Son yıllarda pek çok sebepten ötürü sağlık alanına yapılan yatırımlar, sağlık konusunda gerçekleştirilen harcama miktarının artması, toplumsal beklentiler, sağlık ve ekonomik büyüme konuları üzerinde durulmasını zorunlu hale getirmiştir. Sağlığın, toplumun gelir düzeyi ve refahına, işçi verimliliğine, iş gücü katılımına, tasarruf ve yatırım oranlarına, demografik faktörler ile diğer beşerî sermaye faktörlerine doğrudan etki etmesi artan önemi de açıklamaktadır (Karagül, 2002: 72).
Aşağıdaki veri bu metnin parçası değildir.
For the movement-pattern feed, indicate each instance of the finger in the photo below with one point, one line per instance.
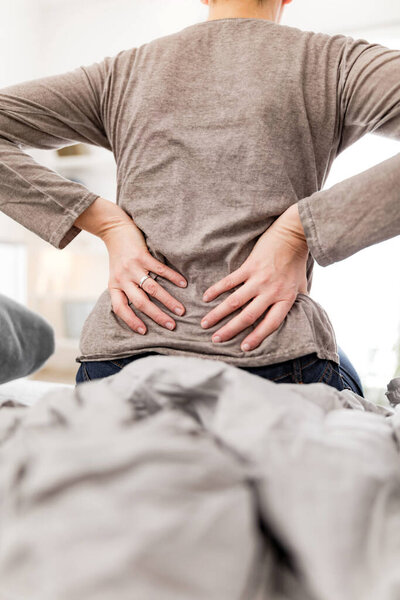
(225, 284)
(272, 321)
(155, 266)
(245, 293)
(141, 301)
(120, 307)
(244, 319)
(154, 289)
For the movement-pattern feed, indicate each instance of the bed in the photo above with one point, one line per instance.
(189, 479)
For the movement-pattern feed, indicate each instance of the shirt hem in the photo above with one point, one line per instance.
(270, 359)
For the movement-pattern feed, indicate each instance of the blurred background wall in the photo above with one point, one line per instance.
(51, 36)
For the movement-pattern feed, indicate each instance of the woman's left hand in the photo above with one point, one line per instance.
(273, 274)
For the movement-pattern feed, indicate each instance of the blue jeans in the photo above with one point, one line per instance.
(305, 369)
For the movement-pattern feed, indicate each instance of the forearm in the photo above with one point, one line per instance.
(103, 217)
(353, 214)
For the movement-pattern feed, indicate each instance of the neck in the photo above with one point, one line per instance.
(238, 9)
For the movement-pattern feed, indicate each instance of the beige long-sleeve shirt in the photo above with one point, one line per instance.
(215, 130)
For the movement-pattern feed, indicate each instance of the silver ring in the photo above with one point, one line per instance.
(143, 280)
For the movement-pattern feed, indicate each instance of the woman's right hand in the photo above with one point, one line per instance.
(129, 260)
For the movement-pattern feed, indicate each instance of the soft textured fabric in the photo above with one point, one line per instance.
(216, 129)
(188, 479)
(26, 340)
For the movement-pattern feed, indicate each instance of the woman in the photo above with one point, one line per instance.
(223, 134)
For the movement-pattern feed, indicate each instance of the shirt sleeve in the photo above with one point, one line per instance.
(364, 209)
(50, 112)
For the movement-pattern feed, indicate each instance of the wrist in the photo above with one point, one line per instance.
(290, 226)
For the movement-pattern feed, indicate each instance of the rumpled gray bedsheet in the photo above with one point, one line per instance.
(190, 479)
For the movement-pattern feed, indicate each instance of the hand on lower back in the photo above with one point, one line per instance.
(130, 260)
(272, 276)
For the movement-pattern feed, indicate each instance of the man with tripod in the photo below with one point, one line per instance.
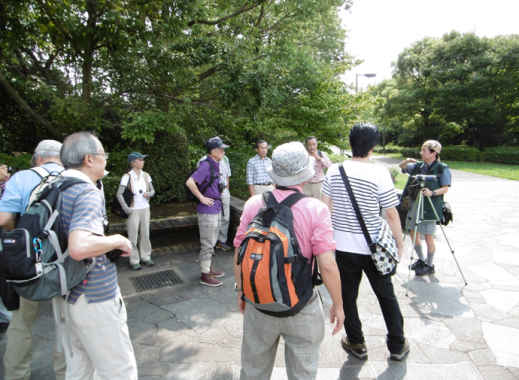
(437, 182)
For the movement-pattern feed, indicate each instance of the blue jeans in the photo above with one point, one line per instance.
(5, 315)
(351, 266)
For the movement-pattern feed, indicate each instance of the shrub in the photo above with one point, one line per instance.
(504, 155)
(460, 153)
(16, 161)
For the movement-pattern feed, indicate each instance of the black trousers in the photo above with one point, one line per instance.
(351, 266)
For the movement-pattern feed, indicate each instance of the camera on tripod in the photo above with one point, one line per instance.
(421, 180)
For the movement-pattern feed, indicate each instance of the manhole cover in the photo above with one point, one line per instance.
(155, 280)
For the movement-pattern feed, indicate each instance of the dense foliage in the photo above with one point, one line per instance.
(162, 76)
(459, 89)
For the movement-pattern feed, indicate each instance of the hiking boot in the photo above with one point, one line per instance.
(208, 280)
(223, 246)
(135, 266)
(216, 273)
(358, 350)
(425, 270)
(148, 263)
(417, 264)
(399, 356)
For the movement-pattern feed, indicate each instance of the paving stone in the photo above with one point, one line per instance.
(483, 357)
(496, 373)
(503, 343)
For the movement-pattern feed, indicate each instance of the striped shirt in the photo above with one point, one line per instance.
(373, 190)
(83, 208)
(257, 170)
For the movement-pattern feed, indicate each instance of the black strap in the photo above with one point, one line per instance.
(356, 208)
(211, 180)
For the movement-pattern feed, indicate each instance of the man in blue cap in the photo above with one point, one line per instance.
(204, 185)
(138, 223)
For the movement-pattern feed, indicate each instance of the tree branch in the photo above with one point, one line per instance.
(243, 9)
(11, 91)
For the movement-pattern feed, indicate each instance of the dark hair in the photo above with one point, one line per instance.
(363, 138)
(310, 138)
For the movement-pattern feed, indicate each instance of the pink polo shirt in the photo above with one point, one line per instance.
(312, 223)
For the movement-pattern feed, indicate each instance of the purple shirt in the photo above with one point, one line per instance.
(202, 176)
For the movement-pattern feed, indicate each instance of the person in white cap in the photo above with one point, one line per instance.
(138, 223)
(18, 354)
(304, 331)
(435, 189)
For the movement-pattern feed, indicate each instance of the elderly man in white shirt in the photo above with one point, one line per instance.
(138, 211)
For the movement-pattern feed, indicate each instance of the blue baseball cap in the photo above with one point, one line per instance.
(215, 142)
(136, 155)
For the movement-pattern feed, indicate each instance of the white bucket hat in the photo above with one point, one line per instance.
(291, 165)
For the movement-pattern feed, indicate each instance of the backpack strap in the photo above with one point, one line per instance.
(41, 171)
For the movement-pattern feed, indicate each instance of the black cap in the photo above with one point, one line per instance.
(215, 142)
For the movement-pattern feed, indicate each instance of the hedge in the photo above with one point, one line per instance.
(503, 155)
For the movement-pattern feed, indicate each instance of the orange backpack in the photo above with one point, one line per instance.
(276, 278)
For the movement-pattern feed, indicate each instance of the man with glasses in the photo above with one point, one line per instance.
(97, 340)
(17, 358)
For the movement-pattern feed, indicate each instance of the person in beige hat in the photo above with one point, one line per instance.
(303, 332)
(431, 166)
(18, 354)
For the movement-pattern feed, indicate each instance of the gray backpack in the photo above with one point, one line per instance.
(34, 259)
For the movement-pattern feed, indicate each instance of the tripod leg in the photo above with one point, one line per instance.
(447, 240)
(416, 221)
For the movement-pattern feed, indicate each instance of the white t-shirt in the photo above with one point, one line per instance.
(373, 190)
(138, 187)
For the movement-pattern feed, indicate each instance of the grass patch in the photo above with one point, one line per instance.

Günümüzde gelişmiş ve gelişmekte olan ülkelerce yapılan araştırmalar sonucunda ekonomik büyümenin sağlığa pozitif yönde etki ettiği, sağlıkta yapılan iyileştirmelerin de ekonomik verimliliğe ve büyümeye önemli katkılar sağladığını ortaya koymaktadır (Atun & Fitzpatrick, 2005: 6).

Sağlık harcamalarının ekonomik büyüme üzerinde özendirici bir etkisi olduğu düşünülmektedir (Mushkin, 1962: 129). Bloom ve Canning (2000)’e göre sağlık harcamaları ekonomik büyüme üzerinde olumlu bir etki meydana getirmektedir. Bir toplumun

ekonomisinde hem iktisadi etkinliklerin ölçeğinde gerçekleşen büyüme, hem de iktisadi faaliyetlerin toplam ölçeğindeki büyüme toplam nüfustaki büyümeden daha fazladır. Bu yüzden kişi başına hasılanın büyümesi ekonomik büyüme olarak adlandırılır (Tezel, 1989: 12). Sağlık, bireylerin sahip olduğu en önemli hazine olmasının yanında ülke ekonomisinin ve ülke refahının en önemli kaynağı olarak düşünülmektedir (Lusting, 2004: 15). Bu nedenle hayatlarını sağlıklı bir şekilde devam ettiren birey ve toplumlar, doğal kaynakları etkili bir şekilde kullanarak üretimde daha aktif rol oynayabilmekte ve böylece toplumsal refahın sağlanmasına yardım edebilmektedirler. Günümüzde gelişerek belirli bir refah seviyesine ulaşmış ülkeler, sağlık hizmetlerinin kalitesini yükseltebilmek için her yıl sağlık harcamalarına daha fazla kaynak tahsis etmişlerdir (Aydemir & Baylan, 2015: 418). Tahsis edilen kaynaklar etkin ve verimli bir şekilde kullanılırsa sağlık harcamalarının ekonomik büyüme üzerinde etkisi olumlu olurken, kaynakların etkin kullanılmaması durumunda sağlık harcamalarının ekonomik büyüme üzerinde etkisinin olmaması veya olumsuz olması gibi sonuçlar görülebilmektedir.